Scale was a major factor in what led Dallas to create the collection, which is comprised of elegant square or rectangular box-sconces measuring approximately 10 inches square to 7 x 14 inches, sawed from sheet brass in three geometric patterns: Plus, Mountain, and Sunrise. To create each modern/classic pattern, the shaped pieces are fitted into a frame made of copper, polished nickel, brass in a choice of satin or high shine, oil-rubbed bronze, or black or white powder-coated steel, among other finishes. Spaces between the pieced elements allow for the illumination. Observing that most commercially available lighting systems are oversized, she says. "Large lighting fixtures don't provide the intimacy that I want to create," she explains. "My Puzzle sconces emit soft, indirect illumination that's soothing and welcoming, exactly what we all want when we cross the threshold into our home."
Dallas' partner in the development of the collection is prestigious Chameleon Fine Lighting, chosen for their ability to fabricate superb fixtures based on her original ideas, and match her insistence upon luxurious quality. For instance, Chameleon's hand-applied patinas are triple the thickness of industry standard plating, making the finishes exceptionally lustrous, tarnish-proof, and long-lasting. Pricing for sconces begins at $2,850, depending upon finish. Dallas literally sketched out her initial design concept on a cocktail napkin. "I also get a lot of really great ideas in the shower," says the designer. "I really appreciate the interpretive ability of the Chameleon team to hear an idea, then make it tangible."

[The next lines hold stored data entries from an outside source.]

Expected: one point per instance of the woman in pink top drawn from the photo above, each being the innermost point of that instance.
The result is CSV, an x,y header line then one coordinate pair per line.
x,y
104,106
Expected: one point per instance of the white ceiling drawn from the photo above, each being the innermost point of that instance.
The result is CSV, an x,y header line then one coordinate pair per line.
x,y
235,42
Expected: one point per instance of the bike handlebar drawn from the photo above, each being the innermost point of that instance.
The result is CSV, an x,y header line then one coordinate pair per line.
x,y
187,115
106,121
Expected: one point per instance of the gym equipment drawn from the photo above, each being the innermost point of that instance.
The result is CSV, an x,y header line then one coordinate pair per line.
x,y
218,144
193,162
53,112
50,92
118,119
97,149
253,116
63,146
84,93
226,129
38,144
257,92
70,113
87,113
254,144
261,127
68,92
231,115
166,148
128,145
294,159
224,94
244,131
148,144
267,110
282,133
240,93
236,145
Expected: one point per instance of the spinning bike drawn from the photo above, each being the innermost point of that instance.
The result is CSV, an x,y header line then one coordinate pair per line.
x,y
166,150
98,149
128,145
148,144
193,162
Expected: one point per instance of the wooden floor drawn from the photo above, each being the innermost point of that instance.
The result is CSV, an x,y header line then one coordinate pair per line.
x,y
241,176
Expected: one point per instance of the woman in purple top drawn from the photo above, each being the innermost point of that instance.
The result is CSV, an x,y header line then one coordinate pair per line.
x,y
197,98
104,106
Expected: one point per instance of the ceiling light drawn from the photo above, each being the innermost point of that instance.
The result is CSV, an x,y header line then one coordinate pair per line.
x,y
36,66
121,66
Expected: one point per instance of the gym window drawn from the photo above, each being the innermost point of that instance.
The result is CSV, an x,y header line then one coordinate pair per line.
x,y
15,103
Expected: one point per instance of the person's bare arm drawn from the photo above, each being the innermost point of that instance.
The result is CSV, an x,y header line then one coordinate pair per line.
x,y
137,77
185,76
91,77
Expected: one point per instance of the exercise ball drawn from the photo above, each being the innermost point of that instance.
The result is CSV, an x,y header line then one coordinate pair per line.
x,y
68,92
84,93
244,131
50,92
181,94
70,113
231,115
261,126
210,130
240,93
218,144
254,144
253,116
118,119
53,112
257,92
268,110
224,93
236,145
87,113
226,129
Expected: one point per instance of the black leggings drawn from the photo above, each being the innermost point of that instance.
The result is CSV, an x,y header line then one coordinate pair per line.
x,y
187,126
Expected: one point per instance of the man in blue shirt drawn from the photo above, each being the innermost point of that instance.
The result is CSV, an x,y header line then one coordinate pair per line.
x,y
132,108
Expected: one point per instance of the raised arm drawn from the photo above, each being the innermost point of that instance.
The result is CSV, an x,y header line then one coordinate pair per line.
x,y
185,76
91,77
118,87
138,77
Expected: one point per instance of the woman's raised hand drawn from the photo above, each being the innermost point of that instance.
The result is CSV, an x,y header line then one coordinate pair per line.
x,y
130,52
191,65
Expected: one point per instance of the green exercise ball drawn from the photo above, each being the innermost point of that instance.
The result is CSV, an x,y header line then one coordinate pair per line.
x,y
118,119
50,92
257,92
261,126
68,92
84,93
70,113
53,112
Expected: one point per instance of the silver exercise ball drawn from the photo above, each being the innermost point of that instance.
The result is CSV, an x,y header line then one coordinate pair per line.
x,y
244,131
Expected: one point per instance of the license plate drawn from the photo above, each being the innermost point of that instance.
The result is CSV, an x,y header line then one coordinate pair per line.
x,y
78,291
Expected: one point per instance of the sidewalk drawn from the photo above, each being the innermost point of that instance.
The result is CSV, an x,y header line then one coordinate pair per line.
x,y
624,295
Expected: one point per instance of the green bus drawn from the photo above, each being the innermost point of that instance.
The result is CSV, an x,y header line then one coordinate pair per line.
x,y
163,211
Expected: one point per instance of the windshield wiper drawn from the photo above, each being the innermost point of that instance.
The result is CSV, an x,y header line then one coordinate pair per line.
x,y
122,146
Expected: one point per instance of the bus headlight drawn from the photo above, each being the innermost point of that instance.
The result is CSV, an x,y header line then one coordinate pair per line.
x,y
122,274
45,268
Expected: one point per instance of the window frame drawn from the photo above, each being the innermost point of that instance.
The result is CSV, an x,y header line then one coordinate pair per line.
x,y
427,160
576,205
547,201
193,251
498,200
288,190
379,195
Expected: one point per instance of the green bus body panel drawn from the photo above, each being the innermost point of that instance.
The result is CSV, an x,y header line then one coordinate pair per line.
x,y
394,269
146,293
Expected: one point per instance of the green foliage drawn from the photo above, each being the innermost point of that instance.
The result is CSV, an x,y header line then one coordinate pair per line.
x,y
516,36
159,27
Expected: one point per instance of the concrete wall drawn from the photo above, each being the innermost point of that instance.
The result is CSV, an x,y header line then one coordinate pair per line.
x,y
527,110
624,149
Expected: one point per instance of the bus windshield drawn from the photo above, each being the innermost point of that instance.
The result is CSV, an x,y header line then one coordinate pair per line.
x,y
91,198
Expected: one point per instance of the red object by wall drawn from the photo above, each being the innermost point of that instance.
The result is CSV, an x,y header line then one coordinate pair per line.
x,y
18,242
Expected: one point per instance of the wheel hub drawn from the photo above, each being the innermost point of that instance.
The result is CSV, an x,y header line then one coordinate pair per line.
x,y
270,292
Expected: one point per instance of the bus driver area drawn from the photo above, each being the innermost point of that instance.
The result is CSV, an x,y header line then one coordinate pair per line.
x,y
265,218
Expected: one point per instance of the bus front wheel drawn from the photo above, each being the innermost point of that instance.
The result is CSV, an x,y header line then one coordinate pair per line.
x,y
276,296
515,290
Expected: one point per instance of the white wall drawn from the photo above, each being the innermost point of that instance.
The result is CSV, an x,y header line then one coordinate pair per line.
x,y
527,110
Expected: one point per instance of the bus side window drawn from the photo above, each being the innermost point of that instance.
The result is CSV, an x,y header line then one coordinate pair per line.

She cites Art Deco as a favorite influence, and the three patterns immediately summon the sleek contours and Airstream, machine-age design circa 1920. The clean angular shapes might also suggest the glyphs of the American Southwest, or the block-print textiles, patchwork quilt, and would also complement a range of settings from a modern interior to a more traditional environment, making the Puzzle collection an unusually versatile element in the interior equation. Dallas says, "I offer clients this lighting collection as an invitation to be creative and make their space truly personal," adding that the three patterns and their myriad finishing options may be collaged for an array of pleasing, eclectic effects.